[Math] Tetrahedron volume relation to parallelepiped and pyramid

geometrylinear algebravector-spaces

Reading at Mathworld, I came across the subject of tetrahedrons. Particularly calculating the volume with four known vertices. There's a formula which uses the triple product to calculate the volume of a parallelepiped. I'm very aware of why the triple product represents the volume of a parallelepiped.

However, I don't understand how to derive the relation that the volume of a tetrahedrons is one-sixth of a parallelepiped. I can accept it, sure. And graphically, I'm sure that it is true.

Is there any way to prove it using linear algebra?

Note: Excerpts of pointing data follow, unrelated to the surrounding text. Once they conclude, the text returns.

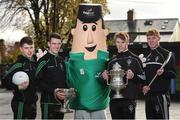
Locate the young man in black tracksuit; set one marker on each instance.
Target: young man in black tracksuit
(157, 94)
(51, 75)
(24, 100)
(124, 108)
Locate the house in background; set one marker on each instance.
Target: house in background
(169, 29)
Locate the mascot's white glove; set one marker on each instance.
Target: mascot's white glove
(143, 60)
(40, 53)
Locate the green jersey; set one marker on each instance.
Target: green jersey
(91, 92)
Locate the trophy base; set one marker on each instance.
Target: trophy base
(118, 96)
(63, 110)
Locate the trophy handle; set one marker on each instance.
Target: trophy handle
(126, 82)
(107, 82)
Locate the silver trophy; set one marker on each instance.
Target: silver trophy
(116, 82)
(69, 95)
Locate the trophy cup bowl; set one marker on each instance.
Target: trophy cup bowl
(69, 94)
(116, 82)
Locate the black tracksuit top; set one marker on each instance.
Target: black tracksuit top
(50, 74)
(153, 62)
(28, 66)
(127, 60)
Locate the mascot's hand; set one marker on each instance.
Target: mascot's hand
(143, 60)
(40, 53)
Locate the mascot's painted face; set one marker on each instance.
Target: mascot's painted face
(89, 38)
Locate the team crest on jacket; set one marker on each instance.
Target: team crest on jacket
(129, 61)
(157, 58)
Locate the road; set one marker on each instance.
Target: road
(6, 113)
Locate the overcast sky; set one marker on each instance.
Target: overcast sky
(118, 10)
(144, 9)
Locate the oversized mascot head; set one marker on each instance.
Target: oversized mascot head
(89, 35)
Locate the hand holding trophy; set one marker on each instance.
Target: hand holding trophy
(116, 81)
(68, 95)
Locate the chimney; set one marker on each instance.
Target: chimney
(131, 15)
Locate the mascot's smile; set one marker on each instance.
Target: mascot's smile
(90, 49)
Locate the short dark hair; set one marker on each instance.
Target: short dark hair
(122, 35)
(54, 35)
(26, 40)
(154, 32)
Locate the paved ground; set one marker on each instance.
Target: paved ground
(6, 113)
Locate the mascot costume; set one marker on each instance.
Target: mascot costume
(88, 58)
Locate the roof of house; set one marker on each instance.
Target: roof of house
(141, 25)
(166, 27)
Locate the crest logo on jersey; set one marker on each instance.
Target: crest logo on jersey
(157, 108)
(131, 108)
(157, 58)
(81, 71)
(129, 61)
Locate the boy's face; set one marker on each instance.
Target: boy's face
(27, 50)
(121, 45)
(54, 45)
(89, 38)
(153, 41)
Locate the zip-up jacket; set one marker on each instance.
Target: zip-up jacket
(29, 66)
(50, 74)
(154, 61)
(127, 60)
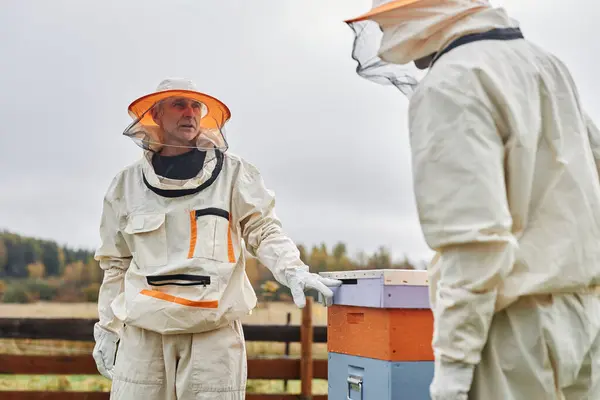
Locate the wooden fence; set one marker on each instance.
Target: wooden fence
(305, 368)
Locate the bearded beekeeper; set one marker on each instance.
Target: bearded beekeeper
(173, 229)
(505, 165)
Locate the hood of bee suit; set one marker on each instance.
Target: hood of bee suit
(425, 27)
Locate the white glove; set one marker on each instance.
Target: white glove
(301, 280)
(105, 350)
(451, 381)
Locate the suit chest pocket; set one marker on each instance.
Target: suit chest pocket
(149, 239)
(210, 236)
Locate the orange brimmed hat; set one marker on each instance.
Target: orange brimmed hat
(215, 113)
(381, 6)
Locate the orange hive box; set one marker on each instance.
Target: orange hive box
(391, 334)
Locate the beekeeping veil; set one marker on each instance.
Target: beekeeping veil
(395, 33)
(205, 125)
(146, 133)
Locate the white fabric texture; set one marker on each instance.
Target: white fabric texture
(202, 366)
(542, 347)
(506, 183)
(105, 350)
(149, 237)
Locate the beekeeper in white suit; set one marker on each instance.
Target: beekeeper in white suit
(172, 231)
(505, 166)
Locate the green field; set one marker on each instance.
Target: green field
(267, 313)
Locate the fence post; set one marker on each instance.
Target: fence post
(287, 347)
(306, 362)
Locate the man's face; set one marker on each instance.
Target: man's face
(179, 117)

Wikipedia provides me with one proof. However, I don't understand how they went from pyramid volume being $1/3\,A_0h$ to tetrahedrons being $1/6\,A_0h$. It must mean that the volume of a tetrahedron is half that of a pyramid, must it not?

Best Answer

In the unit cube, consider the vertices with $x \le y \le z$; these form a tetrahedron. Indeed, for any of the six possible orderings of the variables, you get a tetrahedron, and the interiors of these tets are disjoint, and every point of the unit cube lies in one of the tets. In fact, all the tets have the same shape (the long edge is the main diagonal from $(0,0,0)$ to $(1,1,1)$, etc.) So the volume of each is 1/6 the volume of the cube.

That's only for a cube, but other cases follow by applying linear transformations.